SBSQ #13: October Surprise edition
Is Shohei Ohtani the GOAT? What effect could a hurricane have on the election? And what do I think of the new 538 model?
Welcome to the September edition of Silver Bulletin Subscriber Questions. It’s October, you say? Well, not according to me. The calendar-makers played a nasty little trick: odd-numbered months (January, March, May, July) have 31 days. But then because of frickin’ Augustus Caesar, August got 31 days too and ruined the pattern. September has just 30, which is a shame because it’s a great month: awesome weather, baseball pennant races and the beginning of the end of election campaigns. So by the power invested in me by Janus, I declare today September 31.
Where are we getting the extra day from? Honestly, August is a pretty good option. There’s always a certain Sunday Scaries feeling to those last days in August, prolonging the inevitable end of summer. But I don’t want to piss off Augustus. So on this week’s forthcoming Risky Business episode, Maria and I decided on November instead: November now has 29 days. Who likes late November, the microseason of slush and neverending travel nightmares and everyone in your fantasy football lineup having a questionable tag? November has Election Day and Thanksgiving and that’s plenty — it’s time to wrap it up after that.
We will, however, be returning to a more typical SBSQ format, with a series of five medium-length questions. You can leave questions for next time in the comments below or in the Subscriber Chat. In this month’s edition:
When did Republicans start hating the media?
Is Shohei Ohtani the greatest baseball player of all time?
How might Hurricane Helene affect the race?
Is Pittsburgh in the Midwest?
What do you think of the new 538 model?
When did Republicans start hating the media?
Jack Motto asks:
I'm a Trump supporter who loves your content. We do exist!
Which leads to my question. It's safe to say that traditional media is generally hostile to Republicans. But why is that? It's tempting to say it's because Trump is a threat to democracy, but I remember the media being just as hostile to Romney/McCain/Bush when they were politically relevant.
Is there a data way to analyze this and point to exactly how and why the fissure between Republicans and mainstream media first formed?

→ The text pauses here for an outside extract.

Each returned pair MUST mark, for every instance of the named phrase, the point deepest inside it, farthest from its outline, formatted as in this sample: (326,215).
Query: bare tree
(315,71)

This is an interesting question because my assumption is generally that the media is quite a bit harsher to Trump than it was to previous Republican nominees — that the press changed a lot, particularly in the first year or two of Donald Trump’s tenure in the White House — and is much less “both-sidesy” than it once was. Thus, certain critiques that might have been right 8 or 12 or 16 years ago are now overdone.

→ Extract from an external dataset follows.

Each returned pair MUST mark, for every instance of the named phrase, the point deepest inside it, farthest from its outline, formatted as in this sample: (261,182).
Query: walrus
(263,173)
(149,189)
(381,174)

But many Republicans like Jack feel differently — they’ve long felt like the media is biased against Republicans. And yes, there is data on this:
The red line shows Republican trust in mainstream media falling to just 11 percent. You could read it in a couple of different ways. One is as a roughly linear trend, perhaps due to ever-increasing educational polarization. More and more, college graduates vote Democratic and political news coverage is also mostly aimed at college-educated voters, especially the “prestige” media that relies on an audience with a high willingness and ability to pay (a New York Times subscription doesn’t come cheaply). Also, especially with the demise of local print media, most journalists are also college-educated, with a secular, cosmopolitan, coastal worldview. This can sometimes result in hilarious moments, like this weekend when the editor of a liberal magazine took issue with a flight attendant wishing passengers a “blessed” departure, which she took as a sign of “creeping Chrisitan nationalism”.
But there are also a couple of discontinuities in the chart. One, obviously, is with the emergence of Trump in 2016, who weaponized Republican distrust of the mainstream media very effectively in defeating 16 other Republicans to win the nomination that year. The second, a bit more subtle, may reflect the growth of Fox News, which was founded in 1996 but really got up to speed in the 2000 election and the early Bush years.
Fox is partly responsible for the emergence of what I call the Indigo Blob, the fusion of left/progressive media and centrist/nonpartisan media (i.e. neither fully blue nor fully purple — but indigo). If you take a whole bunch of conservative customers out of the ecosystem for “mainstream” journalism, then what’s left is the center and the left. And of course, all of this can be self-reinforcing. If mainstream journalists mostly write for a left-of-center audience, their content will almost increasingly reflect that. And that means conservatives will detect even more bias, sometimes fairly and sometimes not. Meanwhile, the mainstream media has far more critics on the left than when I started writing about politics in 2007.
None of this is great: Americans have always been skeptical of instutions in a way that, say, Europeans aren’t, and that’s part of why I like being an American. But a perpetual decline in trust in not just the media but nearly every other major institution will probably result in a decline in American state capacity.
Is Shohei Ohtani the greatest baseball player of all time?
XG asks:
I'm writing something not about the elections, but about the phenomenon that is Shohei Ohtani. I'd love to talk to an expert (i.e you) about whether he can lay claim to be the greatest of all time, and if not where he sits in the pantheon right now.